In 2012, Marner’s vision was realized when the Trinity Cancer Center, 802 Kenyon Road, opened.

“Seeing patients coming in for treatment and getting through that treatment was very powerful,” she said. “That goes to my philosophy in life of helping others. I have a saying by John Wesley that I have used over my 30-year career: ‘Do all the good you can, by all the means you can, in all the places you can, at all the times you can, for as long as you can.'”

-Messenger photo by Chad Thompson RaeAnne Marner, a retired UnityPoint Health nurse, left, visits with Don Koepsel, radiation therapist, a the Trinity Cancer Center.

Trinity has been able to provide its cancer patients three of the four primary cancer treatments, according to Marner. Those include surgical services, chemotherapy and support services.

Marner, who has lived in Fort Dodge for 38 years, said it took many years to see the project come together.

She was part of a group called Commission on Cancer.

Prior to her efforts, an attempt was made in 1992 to secure radiation therapy services in Fort Dodge. But the application was denied by the State Health Facilities Council.

Another application was submitted to the council in November 1999. She said the application was denied again largely due to the objections of other medical facilities and due to the council feeling that it was duplication of services.

-Messenger photo by Chad Thompson RaeAnne Marner, of Fort Dodge, poses outside of Friendship Haven. Marner became the first woman chair on the Friendship Haven board in 2014.

“A third application to the CON council was pulled from the agenda in April of 2003 at the opinion of our legal counsel,” she said. “Finally, after much collaborative efforts with Mary Greeley Medical Center and the McFarland Clinic in July 2010 the council approved our joint efforts and approved the move of the Webster City linear accelerator to Fort Dodge.”

Then, in the fall of 2012, the comprehensive cancer center opened for the community of Fort Dodge and surrounding area.

“Any patients here that required care for cancer had to travel significant distances to receive care,” Marner said. “And now they can come here and all of their services are available.”
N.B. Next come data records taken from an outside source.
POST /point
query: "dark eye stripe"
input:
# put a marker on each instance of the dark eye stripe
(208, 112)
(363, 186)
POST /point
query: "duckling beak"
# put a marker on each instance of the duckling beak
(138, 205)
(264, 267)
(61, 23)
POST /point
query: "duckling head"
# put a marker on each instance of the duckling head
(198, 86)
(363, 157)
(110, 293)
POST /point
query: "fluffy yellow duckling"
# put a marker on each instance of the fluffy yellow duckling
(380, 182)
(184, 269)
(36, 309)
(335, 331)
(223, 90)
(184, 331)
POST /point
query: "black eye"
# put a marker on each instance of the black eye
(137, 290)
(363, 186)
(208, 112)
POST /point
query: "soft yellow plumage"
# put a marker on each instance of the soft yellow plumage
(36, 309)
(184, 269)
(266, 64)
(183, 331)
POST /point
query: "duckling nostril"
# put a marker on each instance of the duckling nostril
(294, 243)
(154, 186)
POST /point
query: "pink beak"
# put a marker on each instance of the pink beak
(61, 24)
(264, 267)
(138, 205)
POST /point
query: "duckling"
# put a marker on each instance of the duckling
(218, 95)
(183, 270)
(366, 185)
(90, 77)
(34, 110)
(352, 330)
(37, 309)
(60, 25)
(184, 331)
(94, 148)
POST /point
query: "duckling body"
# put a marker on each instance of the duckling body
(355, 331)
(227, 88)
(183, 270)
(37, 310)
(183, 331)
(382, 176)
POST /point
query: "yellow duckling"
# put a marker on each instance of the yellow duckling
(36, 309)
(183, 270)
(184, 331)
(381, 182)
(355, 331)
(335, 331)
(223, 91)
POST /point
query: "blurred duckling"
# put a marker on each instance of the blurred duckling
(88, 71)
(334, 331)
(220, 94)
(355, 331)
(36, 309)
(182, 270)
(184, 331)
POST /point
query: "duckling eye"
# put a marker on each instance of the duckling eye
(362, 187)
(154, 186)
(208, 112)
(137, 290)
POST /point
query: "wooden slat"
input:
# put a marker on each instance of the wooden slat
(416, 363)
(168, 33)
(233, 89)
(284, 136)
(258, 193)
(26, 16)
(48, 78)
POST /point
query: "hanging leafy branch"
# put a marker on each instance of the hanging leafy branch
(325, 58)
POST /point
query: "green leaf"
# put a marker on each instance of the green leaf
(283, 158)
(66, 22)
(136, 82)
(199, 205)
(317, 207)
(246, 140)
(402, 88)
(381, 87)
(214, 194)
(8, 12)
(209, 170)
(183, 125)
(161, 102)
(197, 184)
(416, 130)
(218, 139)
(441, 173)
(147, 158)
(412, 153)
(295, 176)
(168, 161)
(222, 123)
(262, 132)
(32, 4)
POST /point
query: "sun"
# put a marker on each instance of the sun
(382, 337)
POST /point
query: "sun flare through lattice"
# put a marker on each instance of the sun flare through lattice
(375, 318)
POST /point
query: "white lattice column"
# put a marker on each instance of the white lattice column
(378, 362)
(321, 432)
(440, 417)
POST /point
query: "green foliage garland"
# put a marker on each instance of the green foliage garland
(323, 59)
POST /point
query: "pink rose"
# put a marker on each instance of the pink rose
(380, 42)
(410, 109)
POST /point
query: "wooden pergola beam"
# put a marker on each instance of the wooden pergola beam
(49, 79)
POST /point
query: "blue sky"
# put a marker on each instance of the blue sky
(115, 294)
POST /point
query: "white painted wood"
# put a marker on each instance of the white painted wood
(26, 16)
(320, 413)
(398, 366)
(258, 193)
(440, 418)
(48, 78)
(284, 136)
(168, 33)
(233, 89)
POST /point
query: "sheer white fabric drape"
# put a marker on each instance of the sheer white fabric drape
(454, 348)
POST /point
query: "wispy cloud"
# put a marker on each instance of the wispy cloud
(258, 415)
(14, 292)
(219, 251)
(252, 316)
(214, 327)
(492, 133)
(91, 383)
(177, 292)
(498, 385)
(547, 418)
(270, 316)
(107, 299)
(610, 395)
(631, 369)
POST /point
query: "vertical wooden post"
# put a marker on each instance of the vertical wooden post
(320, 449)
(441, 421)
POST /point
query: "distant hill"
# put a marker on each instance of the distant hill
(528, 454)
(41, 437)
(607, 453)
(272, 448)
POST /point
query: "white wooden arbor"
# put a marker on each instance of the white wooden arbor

She credited the work of Trinity employees, physicians and volunteers from the community for their efforts in helping get the cancer center up and running.

In addition to her work with the Trinity Cancer Center, Marner served as the co-chair for the capital campaign for the UnityPoint Hospice — Paula J. Baber Hospice Home.

“During my years as a hospice nurse at Trinity Regional Medical Center, I recognized that there was a need for a place where individuals with life-limiting illnesses and their families could go for care and support at the end of life,” she said. “Through generous contributions from members of the community, the reality of this was accomplished in 2009 with the completion of the Paula J. Baber Hospice Home.”

Marner served as manager of Trinity Home Health and Hospice from 2000 to 2002. Prior to that she was a staff nurse at Trinity for 10 years.

She retired from nursing in 2013, but has remained an active volunteer in the community.

Marner became the first woman to serve as chair on the Friendship Haven board in 2014.

“My connection with Friendship Haven has been very rewarding because I can use all of my medical background,” she said.

And she continues to volunteer at UnityPoint and at the Paula J. Baber Hospice home.